When maximized, each image frame provides preset buttons for window/level adjustment (two bone presets, a lung preset, and a mediastinum preset), as well as slider controls for finer adjustment of window/level.

WorkstationJ recording of observer-display interactions is event driven in that whenever the observer initiates an action, such as changing the window/level, changing the magnification, or navigating to another slice in a CT study, an event is generated. A time-stamped, structured, textual description of the event is written to the log file. Event log files can be analyzed to produce summaries of observer behavior. Thus, WorkstationJ allows detailed information on observer responses and observer interactions with the display to be collected without using eye-tracking or videotaping the observer’s session. These logs can be used to construct summaries of observer behavior.

Researchers write simple text-based script files that are read by the WorkstationJ-specific plugins to conduct their studies.
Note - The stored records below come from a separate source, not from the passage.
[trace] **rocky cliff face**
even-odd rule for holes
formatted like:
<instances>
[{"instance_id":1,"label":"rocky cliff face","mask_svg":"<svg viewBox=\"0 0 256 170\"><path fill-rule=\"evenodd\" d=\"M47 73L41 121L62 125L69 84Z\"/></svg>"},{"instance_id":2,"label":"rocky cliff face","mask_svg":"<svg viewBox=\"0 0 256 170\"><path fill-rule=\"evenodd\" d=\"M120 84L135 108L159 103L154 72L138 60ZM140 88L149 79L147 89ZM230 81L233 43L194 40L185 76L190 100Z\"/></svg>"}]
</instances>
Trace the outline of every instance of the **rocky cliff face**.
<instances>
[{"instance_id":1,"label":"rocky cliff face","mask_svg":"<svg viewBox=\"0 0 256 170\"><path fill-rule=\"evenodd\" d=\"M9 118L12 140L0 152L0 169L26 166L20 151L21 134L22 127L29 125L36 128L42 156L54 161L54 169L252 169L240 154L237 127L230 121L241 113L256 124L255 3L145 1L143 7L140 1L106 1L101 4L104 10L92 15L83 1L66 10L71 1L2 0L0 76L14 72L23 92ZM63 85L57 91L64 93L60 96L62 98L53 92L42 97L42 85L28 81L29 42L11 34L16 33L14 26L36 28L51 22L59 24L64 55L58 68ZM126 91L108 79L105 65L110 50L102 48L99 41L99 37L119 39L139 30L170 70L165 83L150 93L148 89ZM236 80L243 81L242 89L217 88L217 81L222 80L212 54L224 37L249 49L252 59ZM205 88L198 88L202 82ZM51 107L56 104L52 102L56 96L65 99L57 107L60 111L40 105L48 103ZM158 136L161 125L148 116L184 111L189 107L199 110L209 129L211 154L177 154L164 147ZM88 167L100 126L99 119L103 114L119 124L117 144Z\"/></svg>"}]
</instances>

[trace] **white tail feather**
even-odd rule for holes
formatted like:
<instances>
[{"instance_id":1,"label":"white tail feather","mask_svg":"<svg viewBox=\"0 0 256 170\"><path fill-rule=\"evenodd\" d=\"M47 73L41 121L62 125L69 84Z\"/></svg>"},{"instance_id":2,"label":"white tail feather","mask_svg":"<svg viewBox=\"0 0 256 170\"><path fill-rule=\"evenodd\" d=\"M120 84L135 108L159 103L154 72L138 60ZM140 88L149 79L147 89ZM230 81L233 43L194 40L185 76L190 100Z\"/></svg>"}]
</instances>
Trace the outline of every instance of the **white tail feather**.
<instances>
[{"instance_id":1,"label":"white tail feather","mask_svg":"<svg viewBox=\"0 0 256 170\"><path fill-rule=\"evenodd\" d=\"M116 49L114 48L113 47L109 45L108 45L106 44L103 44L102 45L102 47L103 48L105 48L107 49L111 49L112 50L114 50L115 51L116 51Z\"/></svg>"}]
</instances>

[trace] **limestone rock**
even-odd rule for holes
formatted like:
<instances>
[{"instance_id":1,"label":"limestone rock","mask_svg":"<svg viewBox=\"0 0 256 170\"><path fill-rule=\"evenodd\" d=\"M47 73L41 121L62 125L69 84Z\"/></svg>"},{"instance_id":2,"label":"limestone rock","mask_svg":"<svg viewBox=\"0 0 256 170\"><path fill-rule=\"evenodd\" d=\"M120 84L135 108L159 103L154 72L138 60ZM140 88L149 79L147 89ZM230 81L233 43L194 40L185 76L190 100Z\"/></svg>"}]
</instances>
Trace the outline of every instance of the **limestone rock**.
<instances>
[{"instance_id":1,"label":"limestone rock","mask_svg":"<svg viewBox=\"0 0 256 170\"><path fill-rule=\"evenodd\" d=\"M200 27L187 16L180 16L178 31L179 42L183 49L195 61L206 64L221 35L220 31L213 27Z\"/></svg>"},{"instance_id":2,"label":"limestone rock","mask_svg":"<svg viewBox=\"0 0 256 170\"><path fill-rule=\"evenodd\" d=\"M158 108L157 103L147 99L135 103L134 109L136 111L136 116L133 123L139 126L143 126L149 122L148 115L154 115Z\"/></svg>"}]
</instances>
These script files provide the names of the image files and control aspects of their display, such as screen location and order of presentation. To improve performance when loading and displaying computed tomography (CT) images, the DICOM series of files is first converted to a voxel (three-dimensional) file prior to the start of the study.

WorkstationJ provides an efficient means for conducting medical image perception and technology evaluation studies within and among institutions. By deploying the WorkstationJ software together with experiment-specific script files that administer experimental procedures and image file handling, multi-institutional studies can be conducted with every reader reading every case. Thus, WorkstationJ makes it possible to add experimental conditions or increase reader sample sizes by collecting data at multiple locations without purchasing commercial systems for each location. Each location needs only a computer, a monitor or panel capable of displaying the needed resolution and image quality, and our software. The image files and the experiment-specific script files can be sent to each location, and the log files of observer behavior returned. The software is packaged as Java class files and can be used on Windows, Linux, or Mac systems.

1. Cagnon CH, Cody DD, McNitt-Gray MF, Seibert JA, Judy PF, Aberle DR. Description and implementation of a quality control program in an imaging-based clinical trial. Academic Radiology. 2006;13:1431-1441.

2. Berbaum KS. God, like the devil, is in the details. Academic Radiology. 2006;13,1311-1316.

3. Rasband WS. ImageJ. U.S. National Institutes of Health, Bethesda, Maryland. USA. 1997. Available at: http://rsb.info.nih.gov/ij.

4. Schartz KM, Berbaum KS, Caldwell RT, Madsen MT. WorkstationJ: Workstation emulation software for medical image perception and technology evaluation research. Proceedings of the International Society for Optical Engineering. 2007;6515:1-11.